Setting	VayDNS default	With -dnstt-compat	Applies to
-max-qname-len	101	253	client
-idle-timeout	60s	2m	client and server
-keepalive	10s	10s	client and server

All three can be explicitly overridden even when -dnstt-compat is set — the flag only changes the defaults, it does not lock the values. For example, -dnstt-compat -idle-timeout 30s uses the dnstt wire format with a 30-second idle timeout.

Note: -dnstt-compat forces -record-type to txt (with a warning if another type was set). dnstt only supports TXT records, so other record types are incompatible.

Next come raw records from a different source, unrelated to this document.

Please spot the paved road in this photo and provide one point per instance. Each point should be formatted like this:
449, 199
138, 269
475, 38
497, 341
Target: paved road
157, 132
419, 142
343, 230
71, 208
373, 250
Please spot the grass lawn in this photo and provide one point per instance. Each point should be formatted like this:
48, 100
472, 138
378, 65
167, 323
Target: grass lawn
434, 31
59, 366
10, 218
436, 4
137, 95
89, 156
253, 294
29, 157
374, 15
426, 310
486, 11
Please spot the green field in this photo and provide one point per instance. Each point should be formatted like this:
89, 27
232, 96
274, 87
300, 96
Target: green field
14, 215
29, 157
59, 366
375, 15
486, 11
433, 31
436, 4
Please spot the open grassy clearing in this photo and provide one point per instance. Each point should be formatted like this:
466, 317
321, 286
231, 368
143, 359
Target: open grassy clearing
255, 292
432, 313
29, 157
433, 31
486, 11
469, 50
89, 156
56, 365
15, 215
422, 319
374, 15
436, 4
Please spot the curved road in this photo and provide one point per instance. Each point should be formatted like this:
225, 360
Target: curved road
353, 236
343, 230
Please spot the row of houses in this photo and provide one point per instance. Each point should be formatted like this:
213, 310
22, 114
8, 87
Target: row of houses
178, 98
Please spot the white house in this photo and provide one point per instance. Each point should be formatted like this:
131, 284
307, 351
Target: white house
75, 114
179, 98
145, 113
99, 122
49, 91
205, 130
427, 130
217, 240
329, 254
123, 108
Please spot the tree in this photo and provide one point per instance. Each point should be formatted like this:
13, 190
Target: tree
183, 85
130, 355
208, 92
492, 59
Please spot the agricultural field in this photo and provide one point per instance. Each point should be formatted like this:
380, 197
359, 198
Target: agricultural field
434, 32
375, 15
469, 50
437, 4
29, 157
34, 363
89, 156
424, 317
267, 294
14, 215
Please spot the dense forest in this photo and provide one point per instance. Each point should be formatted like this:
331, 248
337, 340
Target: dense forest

The timeout defaults are critical for interop with original dnstt binaries. dnstt uses a 10-second keepalive interval (smux default) and a 2-minute idle timeout. Setting -idle-timeout below 10s in compat mode will cause sessions to churn because dnstt peers only send keepalives every 10 seconds. When mixing with dnstt, keep the compat defaults unless you know what you're doing.

Record types

VayDNS supports multiple DNS record types for downstream data encoding. Both client and server must use the same -record-type. The default is txt, which is compatible with original dnstt and older VayDNS versions.

Type	Description	Capacity
txt	TXT record (default). Highest capacity, compatible with dnstt.	Bounded by UDP payload (~1200 bytes)
cname	CNAME record. Data encoded as a DNS name under the tunnel domain.	Bounded by 255-byte DNS name limit
ns	NS record. Same encoding as CNAME.	Same as CNAME
mx	MX record. 2-byte preference header + name encoding.	Same as CNAME
srv	SRV record. 6-byte header + name encoding.	Same as CNAME
a	A records. Data split into 4-byte chunks across multiple answer RRs.	Bounded by UDP payload
aaaa	AAAA records. Data split into 16-byte chunks across multiple answer RRs.	Bounded by UDP payload

Compatibility: Old VayDNS clients (pre-record-type) only send TXT queries. A new server with the default -record-type txt is fully compatible with old clients. Using a non-TXT type requires updating both client and server.

Wire protocol differences

Aspect	VayDNS (default)	dnstt / -dnstt-compat
ClientID	2 bytes	8 bytes
Data packet	[ClientID][DataLen:1][Data]	[ClientID][224+3][Padding:3][DataLen:1][Data]
Poll packet	[ClientID][Nonce:4]	[ClientID][224+8][Padding:8]
Max data/query	255 bytes	223 bytes

Client library

The client package (github.com/net2share/vaydns/client) provides a reusable Go library for embedding VayDNS in other applications. See docs/client-library.md for usage and examples.

E2E tests

End-to-end tests run the full tunnel stack in Docker containers. Requires Docker.

# Run all tests
bash e2e/run-test.sh

# Or individually
bash e2e/tunnel/run.sh           # basic tunnel (TXT, default)
bash e2e/tunnel/run.sh cname     # tunnel with CNAME records
bash e2e/socks-download/run.sh   # 10MB file download via SOCKS5
bash e2e/recovery/run.sh         # server crash recovery

License

VayDNS is a fork of dnstt by David Fifield. The original dnstt is public domain.